When I compared the DEGs between the two ways of settings for the same contrasts, I did see difference between,

for contrast: "AUTO_GANGLIA.Mut_WT": 1479 vs 873 at padj<0.05 with overalpped 849

for contrast: "BILE.Mut_WT": 1834 vs 1846 at padj<0.05 with overalpped 1830

for contrast: "BREAST.Mut_WT": 1763 vs 1784 at padj<0.05 with overalpped 1758

Considering the numbers of overalapped genes, these are rather closed results except for the first contrast "AUTO_GANGLIA.Mut_WT": But still very different in terms of the actual statistics of these DEGs as shown below:

Below I showed the top DEGs from both ways of model seetings for the same contrast "BILE.Mut_WT" here FYI (I took out some anotation and baseMean columns)

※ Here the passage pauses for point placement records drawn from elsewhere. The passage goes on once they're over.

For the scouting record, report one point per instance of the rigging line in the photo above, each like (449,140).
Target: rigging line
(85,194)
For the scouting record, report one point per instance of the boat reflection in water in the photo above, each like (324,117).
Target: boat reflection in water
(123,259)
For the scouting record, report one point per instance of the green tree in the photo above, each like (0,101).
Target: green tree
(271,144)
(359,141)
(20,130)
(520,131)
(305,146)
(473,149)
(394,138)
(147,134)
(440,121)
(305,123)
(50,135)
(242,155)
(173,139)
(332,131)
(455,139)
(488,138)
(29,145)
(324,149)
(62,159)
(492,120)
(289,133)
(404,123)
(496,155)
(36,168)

first way of model setting:

 SYMBOL log2FoldChange    lfcSE      stat        pvalue          padj

1 AP005229.1 48.05928 1.654480 29.04796 1.632705e-185 5.641484e-181

2 AL035541.1 -42.03294 1.684618 -24.95103 2.081179e-137 3.595550e-133

3 HTR3E -44.55963 1.895428 -23.50900 3.299678e-122 3.800459e-118

4 AC243772.3 -40.67986 1.734676 -23.45098 1.291749e-121 1.115845e-117

second way of model setting:

 SYMBOL log2FoldChange    lfcSE      stat        pvalue          padj

1 AP005229.1 48.00919 1.654480 29.01769 3.936211e-185 1.360040e-180

2 AC022031.1 -39.05947 1.573384 -24.82513 4.800262e-136 8.292933e-132

3 HTR3E -41.68154 1.895425 -21.99060 3.542587e-107 4.080116e-103

4 MS4A14 39.83830 1.931396 20.62668 1.581351e-94 1.365971e-90

I notiiced that log2FoldChange,stat, pvalue and padj are different for the same genes, which make the ranking different. I undertsand as you mentioned log2FoldChange may be impacted by convergence to stop for infinite LFC (which may be impacted more or less by different model setting?), and so maybe p-value and padj as well, I guess?

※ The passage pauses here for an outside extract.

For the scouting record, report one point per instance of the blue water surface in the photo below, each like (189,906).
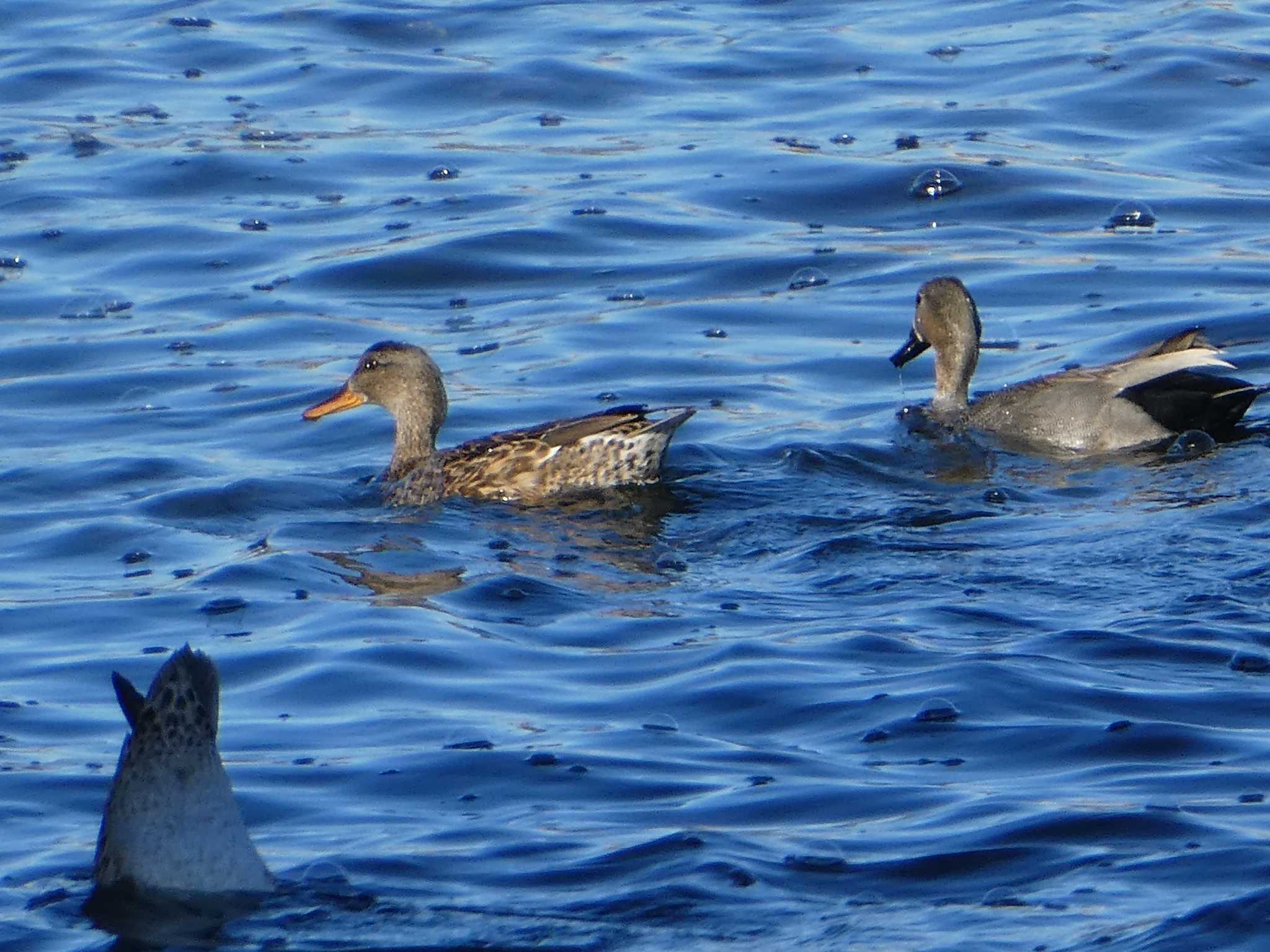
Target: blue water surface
(704,715)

But why contrast: "AUTO_GANGLIA.Mut_WT" did the worst? could be due to more unbalanced data since much less mut samples in this tissue type than BILE and BREAST? But different model settings all used the same data.

Also what would be the possible reasons I can not get exactly results between the two ways of model and contrast settings like I did using edgeR is still the question that I am wondering.

Any input for these aspects would hghly appreciated!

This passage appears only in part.